All of which might sound familiar to readers familiar with the work of economist Deirdre McCloskey. She argues that the key to the Scientific Revolution creating an Industrial Revolution was a change in attitude about commercial life. Western European society came to accept the value of disruptive innovation and entrepreneurship, or at least stopped trying to block it. Society accepted what McCloskey calls the “Bourgeois Deal,” which she describes this way:
Allow me, in the first act, to have a go at innovating in how people travel or buy groceries or do open‐heart surgery, and allow me to reap the rewards from my commercial venturing, or absorb the losses (darn it: isn’t there something the government can do about that?).

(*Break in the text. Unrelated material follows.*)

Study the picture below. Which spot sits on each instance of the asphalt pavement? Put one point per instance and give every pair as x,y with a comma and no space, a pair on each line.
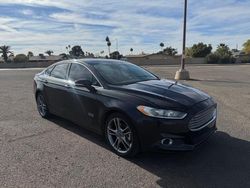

I agree, reluctantly, to accept that in the second and third acts my supernormal profits will dissipate, because my lovely successes from innovating the department store or devising the laptop will attract imitators and competitors. (Those pesky imitators and competitors. Hmm. Maybe I can get the government to stop my competition.) By the end of the third act, I will have gotten rich, thank you very much, but only by making you, the customers, very rich indeed.
Russia has never accepted this deal. The same goes for some in the United States, specifically those “billionaires are a policy error” folks. Rather than just criticizing uberbillionaire entrepreneurs for this or that business practice, they attack them for their wealth — even though most of the value they create goes to us, not them. If the efforts of Elon Musk and Jeff Bezos play a huge role in creating a Green Economy here on Earth and a Space Economy above it, is their wealth really the main issue? Or if the backers of nuclear fusion turn into the next wave of mega-wealthy?
Now, maybe China will create its own deal. Graham concedes that its rise is “the greatest challenge to the basic thesis of this book, that technology is most creative and successful in a democratic, law-governed society.” But I’ll take my chances with an America that sticks with the Bourgeois Deal of allowing and rewarding disruptive entrepreneurship (along with great government funding of science).